Plus récemment encore, dans « Lettres à l’Église », Francis Chan affirme : « Nous nous sommes tellement éloignés de ce que Dieu appelle l’Église. Nous en sommes tous conscients. Nous savons que ce que nous vivons actuellement dans nos églises est radicalement différent de l’Église telle qu’elle est représentée dans les Écritures. Pendant des décennies, les responsables d’Église comme moi ont perdu de vue le mystère intrinsèque de l’Église. Nous avons appris aux gens à s’asseoir sur les bancs pour devenir dépendants de choses de moindre importance. Il est temps que cela change ».
Cordialement
Réponse d’un pasteur :
Bonjour
- A moins de se réunir sur une plage… pour que les personnes soient à l’abri, voient clair, entendent quelque chose, cela demande des frais qu’on ne peut nier. Même si on se réunit dans une salle à manger, quelqu’un a payé. Qu’on simplifie et élimine les frais non indispensables est sans doute une bonne idée.
- Pour ce qui est du salaire des pasteurs ? Si un homme ou une femme prend 5 ans d’études pour apprendre à lire la Bible, travailler l’hébreu et le grec du texte original (prenant ainsi la Bible au sérieux), pour creuser les questions théologiques, si cet homme ou cette femme passe sa semaine à rendre un service de théologien pour accompagner des personnes, des familles et des communautés, comment cette personne pourrait gagner de quoi assurer sa survie biologique ? Je suis d’accord que « pasteur » est une fonction comme une autre, précisément : le plombier aussi a besoin de manger et donc d’être de temps en temps un peu payé pour son travail. Même un théologien a besoin de manger, de se vêtir, de se loger. Jésus lui-même ayant abandonné son travail de charpentier pour assurer son ministère de prédicateur a bénéficié de l’assistance matérielle de personnes riches qui l’entretiennent. Car même Jésus avait besoin de manger, de se vêtir et de se reposer.

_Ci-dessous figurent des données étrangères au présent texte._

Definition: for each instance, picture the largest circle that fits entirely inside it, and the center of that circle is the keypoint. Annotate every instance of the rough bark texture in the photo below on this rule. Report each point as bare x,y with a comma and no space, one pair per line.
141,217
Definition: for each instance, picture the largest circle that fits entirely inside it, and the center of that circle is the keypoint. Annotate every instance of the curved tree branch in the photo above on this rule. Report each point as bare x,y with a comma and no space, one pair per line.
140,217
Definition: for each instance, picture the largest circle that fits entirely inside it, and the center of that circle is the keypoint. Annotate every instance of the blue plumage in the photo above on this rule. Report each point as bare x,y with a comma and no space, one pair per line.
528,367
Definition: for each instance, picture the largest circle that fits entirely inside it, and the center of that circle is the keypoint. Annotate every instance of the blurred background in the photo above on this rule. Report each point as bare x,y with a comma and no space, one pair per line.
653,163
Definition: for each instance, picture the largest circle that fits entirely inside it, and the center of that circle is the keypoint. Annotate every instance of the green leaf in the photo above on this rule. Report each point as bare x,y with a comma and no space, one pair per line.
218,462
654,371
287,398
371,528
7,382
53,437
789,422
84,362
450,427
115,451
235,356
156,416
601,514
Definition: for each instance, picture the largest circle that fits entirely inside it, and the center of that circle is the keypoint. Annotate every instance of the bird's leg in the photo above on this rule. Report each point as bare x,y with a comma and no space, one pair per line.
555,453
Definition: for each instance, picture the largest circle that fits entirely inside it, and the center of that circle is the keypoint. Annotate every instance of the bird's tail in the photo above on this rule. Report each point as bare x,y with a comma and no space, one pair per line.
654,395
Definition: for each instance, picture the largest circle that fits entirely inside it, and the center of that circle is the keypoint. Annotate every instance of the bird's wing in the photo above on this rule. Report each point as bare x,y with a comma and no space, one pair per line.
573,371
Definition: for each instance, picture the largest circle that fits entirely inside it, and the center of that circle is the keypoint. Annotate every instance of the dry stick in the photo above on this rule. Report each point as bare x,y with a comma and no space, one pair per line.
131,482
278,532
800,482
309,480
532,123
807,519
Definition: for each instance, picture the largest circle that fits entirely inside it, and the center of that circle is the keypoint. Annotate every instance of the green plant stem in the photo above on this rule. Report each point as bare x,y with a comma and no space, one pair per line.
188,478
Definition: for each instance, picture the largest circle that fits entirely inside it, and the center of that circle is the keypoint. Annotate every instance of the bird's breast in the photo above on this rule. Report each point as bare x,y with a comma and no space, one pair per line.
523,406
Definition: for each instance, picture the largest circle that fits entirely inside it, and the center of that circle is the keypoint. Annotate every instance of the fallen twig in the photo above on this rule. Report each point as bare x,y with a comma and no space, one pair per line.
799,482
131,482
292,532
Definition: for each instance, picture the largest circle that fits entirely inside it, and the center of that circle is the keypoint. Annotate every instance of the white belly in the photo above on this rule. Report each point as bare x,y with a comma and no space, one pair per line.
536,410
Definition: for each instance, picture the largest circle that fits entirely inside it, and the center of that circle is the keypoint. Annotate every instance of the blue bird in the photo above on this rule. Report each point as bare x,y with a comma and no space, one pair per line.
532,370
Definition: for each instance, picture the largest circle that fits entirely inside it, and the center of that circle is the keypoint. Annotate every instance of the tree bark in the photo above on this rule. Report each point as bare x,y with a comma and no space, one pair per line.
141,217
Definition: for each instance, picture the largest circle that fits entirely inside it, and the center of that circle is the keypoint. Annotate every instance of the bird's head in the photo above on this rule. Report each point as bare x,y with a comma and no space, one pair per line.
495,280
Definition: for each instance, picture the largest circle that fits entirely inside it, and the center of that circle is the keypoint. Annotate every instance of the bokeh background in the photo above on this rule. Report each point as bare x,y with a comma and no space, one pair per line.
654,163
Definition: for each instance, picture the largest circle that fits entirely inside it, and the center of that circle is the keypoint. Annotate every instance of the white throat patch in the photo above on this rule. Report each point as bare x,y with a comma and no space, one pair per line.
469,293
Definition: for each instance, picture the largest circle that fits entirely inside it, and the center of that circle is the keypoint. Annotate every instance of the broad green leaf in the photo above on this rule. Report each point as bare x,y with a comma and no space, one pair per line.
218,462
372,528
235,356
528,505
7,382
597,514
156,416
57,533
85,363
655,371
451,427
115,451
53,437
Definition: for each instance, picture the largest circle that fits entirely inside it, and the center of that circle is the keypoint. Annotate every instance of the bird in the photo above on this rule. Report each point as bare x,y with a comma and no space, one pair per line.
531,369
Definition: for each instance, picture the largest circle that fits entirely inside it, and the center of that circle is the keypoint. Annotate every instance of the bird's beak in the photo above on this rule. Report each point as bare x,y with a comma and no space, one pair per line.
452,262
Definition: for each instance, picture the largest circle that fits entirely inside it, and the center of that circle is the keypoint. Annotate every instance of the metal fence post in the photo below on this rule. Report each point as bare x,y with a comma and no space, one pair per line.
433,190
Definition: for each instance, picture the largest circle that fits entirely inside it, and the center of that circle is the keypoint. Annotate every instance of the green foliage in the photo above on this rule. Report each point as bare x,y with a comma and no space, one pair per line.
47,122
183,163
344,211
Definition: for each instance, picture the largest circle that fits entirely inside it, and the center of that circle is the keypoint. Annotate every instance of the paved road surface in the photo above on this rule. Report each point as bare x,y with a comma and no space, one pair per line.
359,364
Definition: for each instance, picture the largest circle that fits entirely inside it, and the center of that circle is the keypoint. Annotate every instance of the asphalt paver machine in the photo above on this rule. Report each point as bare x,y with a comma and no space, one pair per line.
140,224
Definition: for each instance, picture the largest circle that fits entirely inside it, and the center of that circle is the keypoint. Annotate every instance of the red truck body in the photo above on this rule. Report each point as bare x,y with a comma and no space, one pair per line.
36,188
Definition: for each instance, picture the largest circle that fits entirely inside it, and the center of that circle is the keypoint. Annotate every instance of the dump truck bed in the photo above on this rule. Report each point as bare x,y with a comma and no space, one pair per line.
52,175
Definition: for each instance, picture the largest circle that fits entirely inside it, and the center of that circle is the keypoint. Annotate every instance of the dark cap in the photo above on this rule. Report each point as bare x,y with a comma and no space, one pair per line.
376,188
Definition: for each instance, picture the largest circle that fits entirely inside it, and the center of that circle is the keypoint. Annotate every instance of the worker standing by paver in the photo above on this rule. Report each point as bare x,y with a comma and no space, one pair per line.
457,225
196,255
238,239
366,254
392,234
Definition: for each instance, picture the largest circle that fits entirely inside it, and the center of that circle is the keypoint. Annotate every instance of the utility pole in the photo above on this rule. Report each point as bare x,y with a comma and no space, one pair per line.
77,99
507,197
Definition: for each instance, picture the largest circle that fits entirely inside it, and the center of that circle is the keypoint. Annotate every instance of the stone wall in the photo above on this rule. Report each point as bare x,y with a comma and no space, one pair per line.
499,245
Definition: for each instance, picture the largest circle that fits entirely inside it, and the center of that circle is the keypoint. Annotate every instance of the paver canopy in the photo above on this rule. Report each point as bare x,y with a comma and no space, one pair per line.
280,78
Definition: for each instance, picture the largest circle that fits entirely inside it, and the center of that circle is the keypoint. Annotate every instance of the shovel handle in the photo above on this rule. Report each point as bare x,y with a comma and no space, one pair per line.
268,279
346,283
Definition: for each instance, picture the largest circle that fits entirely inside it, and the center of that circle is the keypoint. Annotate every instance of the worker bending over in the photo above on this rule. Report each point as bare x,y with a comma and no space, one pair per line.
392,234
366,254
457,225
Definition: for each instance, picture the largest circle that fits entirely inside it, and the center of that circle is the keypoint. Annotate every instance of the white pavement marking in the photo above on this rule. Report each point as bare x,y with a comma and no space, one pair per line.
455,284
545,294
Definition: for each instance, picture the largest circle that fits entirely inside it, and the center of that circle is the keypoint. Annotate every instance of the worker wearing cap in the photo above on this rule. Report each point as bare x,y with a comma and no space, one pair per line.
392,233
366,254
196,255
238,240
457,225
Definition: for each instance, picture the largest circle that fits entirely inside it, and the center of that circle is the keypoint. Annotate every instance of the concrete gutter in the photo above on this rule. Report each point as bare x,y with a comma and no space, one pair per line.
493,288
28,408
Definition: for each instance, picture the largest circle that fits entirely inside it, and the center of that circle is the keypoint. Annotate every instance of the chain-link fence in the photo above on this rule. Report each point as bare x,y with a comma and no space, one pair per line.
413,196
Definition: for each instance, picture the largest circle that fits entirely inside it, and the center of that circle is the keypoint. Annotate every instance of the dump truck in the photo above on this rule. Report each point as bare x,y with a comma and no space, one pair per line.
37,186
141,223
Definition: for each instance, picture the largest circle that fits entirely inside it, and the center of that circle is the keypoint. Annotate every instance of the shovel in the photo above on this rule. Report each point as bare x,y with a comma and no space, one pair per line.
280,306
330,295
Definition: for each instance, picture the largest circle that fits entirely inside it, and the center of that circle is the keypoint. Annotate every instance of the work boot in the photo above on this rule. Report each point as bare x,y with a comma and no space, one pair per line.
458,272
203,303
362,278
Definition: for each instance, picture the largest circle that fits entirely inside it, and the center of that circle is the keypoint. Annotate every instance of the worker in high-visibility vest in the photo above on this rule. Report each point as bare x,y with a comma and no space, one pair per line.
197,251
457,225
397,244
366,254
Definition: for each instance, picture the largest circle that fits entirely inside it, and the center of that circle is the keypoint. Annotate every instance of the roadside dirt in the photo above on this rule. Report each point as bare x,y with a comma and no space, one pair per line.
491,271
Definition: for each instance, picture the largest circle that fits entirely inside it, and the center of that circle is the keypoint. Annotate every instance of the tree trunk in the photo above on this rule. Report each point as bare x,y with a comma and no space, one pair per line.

- On peut abandonner le fait de former des pasteurs, certes, mais c’est alors au détriment d’un travail théologique et biblique en profondeur pour l’ensemble des personnes, chacun est alors plus soumis à l’influence de l’idée de l’instant sans avoir les moyens de se forger sa propre opinion en connaissance de cause. C’est la même chose en ce qui concerne l’éducation et la culture de la population : ceux qui sont le plus contre élever le niveau d’éducation sont les gouvernements totalitaires, car une personne éduquée est une personne plus libre et moins manipulable. Il en est de même pour ce qui est de la religion : en réduisant le niveau de formation théologique et biblique de personnes en charge de la formation des fidèles, en réduisant part de formation des fidèles, en faisant des prédications plus courtes, plus élémentaires… on renforce le pouvoir du leader. C’est peut-être ce qui est derrière cette idée de supprimer ce service que rend l’église qui consiste à aide chaque personne à progresser dans sa propre interprétation de la Bible et sa réflexion théologique. Car cela demande effectivement des professionnels bien formés, cela demande de l’organisation et de s moyens suffisants.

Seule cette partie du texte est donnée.